In 2004, one of the deadliest natural disasters in human history - a tsunami that struck Asia and killed more than 200,000 people - took the majority of victims by surprise. Even a few minutes of advanced warning could have saved thousands of lives.
Despite everything scientists learned from this tsunami, there's still great fear that a similar event could strike again. And without an advanced warning system to provide locals with enough lead time, hundreds of thousands of lives could once again be lost.
Is Artificial Intelligence The Answer?
A research article released in Physics of Fluids reveals the development of an early warning system that combines "state-of-the-art acoustic technology with AI [artificial intelligence] to immediately classify earthquakes and determine potential tsunami risk."
"Tsunamis can be highly destructive events causing huge loss of life and devastating coastal areas, resulting in significant social and economic impacts as whole infrastructures are wiped out," said study co-author Usama Kadri of Cardiff University in Wales.

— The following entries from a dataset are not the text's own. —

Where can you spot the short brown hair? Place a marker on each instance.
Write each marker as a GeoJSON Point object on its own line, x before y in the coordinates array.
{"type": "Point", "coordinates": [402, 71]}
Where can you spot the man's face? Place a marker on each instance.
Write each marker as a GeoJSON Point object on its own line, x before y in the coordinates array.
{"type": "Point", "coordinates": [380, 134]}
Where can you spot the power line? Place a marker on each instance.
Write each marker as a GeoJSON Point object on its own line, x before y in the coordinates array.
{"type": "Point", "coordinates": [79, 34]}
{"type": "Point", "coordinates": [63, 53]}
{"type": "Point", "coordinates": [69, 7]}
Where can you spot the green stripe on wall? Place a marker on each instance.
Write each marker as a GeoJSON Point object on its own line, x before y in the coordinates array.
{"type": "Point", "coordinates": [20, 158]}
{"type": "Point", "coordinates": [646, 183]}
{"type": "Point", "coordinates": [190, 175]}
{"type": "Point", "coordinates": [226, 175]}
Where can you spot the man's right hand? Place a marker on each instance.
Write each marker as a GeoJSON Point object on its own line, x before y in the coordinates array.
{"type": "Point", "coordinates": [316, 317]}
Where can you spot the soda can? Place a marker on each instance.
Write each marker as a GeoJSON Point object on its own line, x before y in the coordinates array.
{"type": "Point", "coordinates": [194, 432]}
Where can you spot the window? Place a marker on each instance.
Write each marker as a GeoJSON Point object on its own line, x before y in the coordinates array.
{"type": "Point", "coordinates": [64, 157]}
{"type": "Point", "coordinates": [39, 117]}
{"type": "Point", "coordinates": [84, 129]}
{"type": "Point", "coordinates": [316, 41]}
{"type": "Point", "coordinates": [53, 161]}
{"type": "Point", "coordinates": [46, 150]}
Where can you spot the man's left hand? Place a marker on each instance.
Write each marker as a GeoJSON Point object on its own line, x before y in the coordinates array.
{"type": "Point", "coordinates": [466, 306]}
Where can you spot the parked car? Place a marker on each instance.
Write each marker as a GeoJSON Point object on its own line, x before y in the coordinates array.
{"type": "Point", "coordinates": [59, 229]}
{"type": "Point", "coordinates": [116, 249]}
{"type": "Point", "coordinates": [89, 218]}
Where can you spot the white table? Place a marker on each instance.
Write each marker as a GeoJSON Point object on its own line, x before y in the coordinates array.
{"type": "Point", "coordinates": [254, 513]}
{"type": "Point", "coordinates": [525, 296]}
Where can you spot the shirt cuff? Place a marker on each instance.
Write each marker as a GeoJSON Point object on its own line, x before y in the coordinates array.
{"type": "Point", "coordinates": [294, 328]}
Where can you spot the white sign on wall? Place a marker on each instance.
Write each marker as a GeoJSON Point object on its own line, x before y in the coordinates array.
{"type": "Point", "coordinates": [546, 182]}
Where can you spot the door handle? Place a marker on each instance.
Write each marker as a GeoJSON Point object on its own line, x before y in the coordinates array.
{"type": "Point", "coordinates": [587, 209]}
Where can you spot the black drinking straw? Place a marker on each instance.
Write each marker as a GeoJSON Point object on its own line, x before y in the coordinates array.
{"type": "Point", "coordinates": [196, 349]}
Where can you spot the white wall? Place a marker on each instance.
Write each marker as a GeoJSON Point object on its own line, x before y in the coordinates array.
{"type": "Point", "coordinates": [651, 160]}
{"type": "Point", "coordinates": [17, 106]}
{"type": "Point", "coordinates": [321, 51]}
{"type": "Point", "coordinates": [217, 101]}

According to the study, audio data gathered from submerged listening devices, known as hydrophones, were used to quantify the acoustic emissions generated by 200 seismic events that transpired in the Pacific and Indian oceans.
"Our study demonstrates how to obtain fast and reliable information about the size and scale of tsunamis by monitoring acoustic-gravity waves, which travel through the water much faster than tsunami waves, enabling more time for evacuation of locations before landfall," Kadri said.
While there are warning systems in place, they rely heavily on earthquake magnitude and location. Both are important factors, but they also have the potential to result in false alarms. They lean more toward conservative than reliable.
The new advanced AI-powered machine-learning model can analyze hydrophone data within a few seconds on a standard computer.
This research study shows that AI has the potential to prevent tsunamis from causing extreme loss of life. But the new technology won't stand alone. Instead, it will be used alongside existing warning systems.